Lindy Cameron, the head of the National Cyber Security Centre, said during her opening keynote speech at Chatham House’s cyber conference there had been several major cyber incidents over the past year - including one which Britain and America attributed to hackers working on behalf of China.
Ransomware can affect all
She referenced the well-known Solar Winds and Colonial Pipeline attacks, as well as one on Ireland’s Health Service and Hackney Council.
"Ransomware presents the most immediate danger to UK businesses and most other organisations, from FTSE 100 companies to schools; from critical national infrastructure to local councils,” explained Cameron.
She added that the challenge the ransomware criminal gangs posed in terms of law enforcement is "acute" as those responsible often operate beyond our borders, are increasingly successful in their endeavours and pose a global challenge.
Paying up ‘emboldens’ criminals
She also said it was expected that ransomware will continue to be an attractive route for criminals as long as organisations remain vulnerable and continue to pay.
She went on: "We have been clear that paying ransoms emboldens these criminal groups - and it also does not guarantee your data will be returned intact, or indeed returned at all."
Private spyware groups
Ms Cameron also made the first statement from anyone attached to the British government to directly reference the threat posed by private spyware companies such as the NSO Group.

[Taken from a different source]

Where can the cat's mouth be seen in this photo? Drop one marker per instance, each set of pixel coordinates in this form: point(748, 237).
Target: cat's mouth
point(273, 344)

The Israeli hacking business was accused of assisting despotic regimes in targeting journalists, political dissidents, and human rights activists. NSO Group responded that its spyware was only used by governments to hack the mobile phones of terrorists and serious criminals.
But a series of rulings in the High Court published last week found that Dubai's ruler had used the software to spy on his ex-wife and her lawyers during a legal battle over their children.
Ms Cameron mentioned NSO Group's Pegasus spyware, noting that, "reportedly, customers of NSO Group had marked tens of thousands of global telephone numbers as potential targets. This demonstrated something we have raised a red flag about before – the commercial market for sophisticated cyber exploitation products”.
"We need to avoid a marketplace for vulnerabilities and exploits developing that makes us all less safe," Ms Cameron added.